Women and other female animals are only born with a certain number of eggs. Those eggs are dormant until the ovaries begin to release them, one during each menstrual cycle. Fertility then begins to significantly decline around age 35.

"One of the main causes of female infertility is a defect in the eggs that causes them to have an abnormal number of chromosomes. These so-called aneuploid eggs become increasingly prevalent as a woman ages. This is a key reason that older women have trouble getting pregnant and having full-term pregnancies. It is also known that these defective eggs increase the risk of miscarriage and can cause Down's syndrome in full-term babies" explained FitzHarris.
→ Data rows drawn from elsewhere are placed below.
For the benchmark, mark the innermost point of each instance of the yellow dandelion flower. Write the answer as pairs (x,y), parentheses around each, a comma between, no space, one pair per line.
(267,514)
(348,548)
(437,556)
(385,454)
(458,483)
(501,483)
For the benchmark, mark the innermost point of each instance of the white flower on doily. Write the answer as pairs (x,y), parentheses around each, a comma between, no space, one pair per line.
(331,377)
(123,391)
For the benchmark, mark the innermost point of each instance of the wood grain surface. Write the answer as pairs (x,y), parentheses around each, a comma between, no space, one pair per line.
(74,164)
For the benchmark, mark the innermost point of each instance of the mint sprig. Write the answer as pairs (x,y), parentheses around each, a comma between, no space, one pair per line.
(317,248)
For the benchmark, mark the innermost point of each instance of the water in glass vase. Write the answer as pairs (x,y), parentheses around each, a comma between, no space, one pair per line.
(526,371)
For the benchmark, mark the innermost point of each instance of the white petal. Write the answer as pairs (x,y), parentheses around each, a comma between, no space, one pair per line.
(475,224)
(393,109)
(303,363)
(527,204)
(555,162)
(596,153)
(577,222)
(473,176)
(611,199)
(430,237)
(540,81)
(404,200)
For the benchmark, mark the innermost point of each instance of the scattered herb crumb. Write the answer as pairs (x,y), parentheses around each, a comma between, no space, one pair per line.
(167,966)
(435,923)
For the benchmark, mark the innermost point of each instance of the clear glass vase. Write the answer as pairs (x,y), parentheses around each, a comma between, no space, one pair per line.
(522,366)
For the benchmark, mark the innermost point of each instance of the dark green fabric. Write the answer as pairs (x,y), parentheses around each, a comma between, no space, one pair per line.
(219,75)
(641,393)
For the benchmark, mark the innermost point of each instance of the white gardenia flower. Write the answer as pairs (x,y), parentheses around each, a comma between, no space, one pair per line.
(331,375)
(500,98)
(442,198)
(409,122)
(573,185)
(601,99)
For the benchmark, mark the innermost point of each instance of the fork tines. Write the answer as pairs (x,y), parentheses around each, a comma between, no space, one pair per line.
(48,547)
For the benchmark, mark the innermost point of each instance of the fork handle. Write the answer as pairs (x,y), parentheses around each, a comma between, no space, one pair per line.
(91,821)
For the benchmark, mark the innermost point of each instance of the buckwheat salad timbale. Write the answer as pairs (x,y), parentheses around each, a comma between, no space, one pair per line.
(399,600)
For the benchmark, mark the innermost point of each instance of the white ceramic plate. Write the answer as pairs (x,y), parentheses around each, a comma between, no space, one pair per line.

It had been thought that increasing age increases the likelihood of aneuploid eggs because a sort of glue that binds chromosomes together doesn’t work as well in older eggs. This concept has been termed the "cohesion-loss" hypothesis. 

"Our work doesn't contradict that idea, but shows the existence of another problem: defects in the microtubules, which cause defective spindles and in doing so seem to contribute to a specific type of chromosome segregation error,” FitzHarris suggested. During cell division, chromosomes are segregated in a special way by cellular structures called microtubules. 

The researchers connected dysfunction in these older eggs with microtubules. “In mice, approximately 50% of the eggs of older females have a spindle with chaotic microtubule dynamics,”  FitzHarris said.

The scientists investigated further by micromanipulating mice eggs when the mice were between the ages of 6 and 12 weeks (a young group) and at 60 weeks mice (an old group). "We swapped the nuclei of the young eggs with those of the old eggs and we observed problems in the old eggs containing a young nucleus," explained Shoma Nakagawa, a postdoctoral research fellow at the CRCHUM and at the Université de Montréal. "This shows that maternal age influences the alignment of microtubules independently of the age of the chromosomes contained in the nuclei of each egg."

The research team led by FitzHarris noted that spindle defects are a problem in humans as well. Basically, the machinery of the cells doesn’t work as efficiently in older eggs, and that problem is not due to the age of the chromosomes.

This work may aid women with fertility issues, both to become pregnant and to carry a pregnancy to term. "We are currently exploring possible treatments for eggs that might one day make it possible to reverse this problem and rejuvenate the eggs," explained FitzHarris.

A lot more work will be necessary before that goal is realized, but this research helps lay important groundwork.